Science and multi-sensoriality

The very young child must learn to deal with a large amount of sensory information.


Sensory information

At every moment, the brain of young children, like the one of adults, receives information from a multitude of sensory detectors. Some of these sensors (vision, hearing) provide information about the presence of external stimuli, others about what is happening on the skin (touch, temperature) or in various mucous membranes (olfaction, taste), and others about the state of the body (balance, position and movement of joints, state of the viscera, etc.). How can children learn to manage all this sensory information in order to draw a coherent representation ?

All natural stimuli are complex sensory entities with many attributes. Even if some of these attributes are of interest to a ‘priority’ sensory channel, which itself has different possibilities for analysis, accurate apprehension of the sensory entity very often requires the participation of several sensory channels. For example, understanding spoken language involves auditory and visual (lip movement) information (Shahin et al. 2018). Learning to recognise whether a person is male or female, a process that appears to emerge early (Richoz et al. (2017)), requires visual and auditory cues. Olfactory learning is more successful if visual cues are combined with odorant stimuli (Karunanayaka et al. (2015)).

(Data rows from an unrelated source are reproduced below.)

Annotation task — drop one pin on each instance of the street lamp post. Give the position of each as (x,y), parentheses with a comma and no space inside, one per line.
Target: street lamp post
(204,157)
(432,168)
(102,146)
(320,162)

A widely held view is that ‘intelligence’ (understanding) of a situation involves different levels of analysis: the selection and the organisation of information arriving in the primary sensory regions of the cortex, to determine salient information (Tang et al. (2016)); the involvement of the parietal lobe (associative cortex integrating information from different sensory modalities) which would be at the basis of abstraction processes, symbolic representation and the development of explanatory hypotheses; the frontal regions which would select these hypotheses and decide on appropriate strategies on the basis of this information; finally, the posterior part of the anterior cingulate cortex which would estimate errors in judgement and actions and would allow for a change of strategy in return.

By learning, children must therefore manage to make all these levels work to optimise their actions. Confronted with numerous sensory stimuli, young children must learn to sort, combine, organise and insert them into cognitive processing and action schemes that are as operational as possible. Children do this spontaneously, because they are equipped with all the mechanisms that enable them to discover the world around them, to memorise their experiences and to determine their relationship with the world. But the organisation of their environment by adults can greatly facilitate these acquisitions – as all parents and the educational world know well.

Concept formation


One of the fascinating features of the brain is its high capacity to create mental categories on the basis of sensory information. Various brain regions in the frontal cortex and anterior temporal cortex play a key role in these categorisation processes in adults (Garcin et al.(2018)). It is known that children are sensitive to sensory regularities in their environment from an early age (Saffran and Kirkham (2018)), which allows them to gradually create appropriate mental categories. The organisation of these categories allows them to create concepts (abstract representations of an element or a set of elements with common characteristics). These concepts are memorable, generalisable and predictive. Once these concepts are in place (allowing a generalisable abstract notion to be extracted from the raw and variable sensory information), children can learn to associate semantic descriptors provided by their environment.

We do not yet really understand how these categorisation processes develop with age. Subjected to an incessant flow of sensory information, how do children select the relevant information on which to base their knowledge? It seems that young children do not use the same criteria and strategies as adults. Some work suggests that when the sensory situation is multimodal (several senses are solicited) young children favour one sensory input and take little account of the other sensory inputs before a fairly advanced age (e.g. Burr and Gori (2012), Robinson et al.(2018)). One reason could be that the different sensory modalities, and the associated integrative circuits, are not at the same level of development. Another reason could be that the amount of multi-sensory data is too large for an exhaustive analysis of all the details: in a first step it is sufficient to take into account only the main features, even if, according to the needs, this means refining the categories in a second step.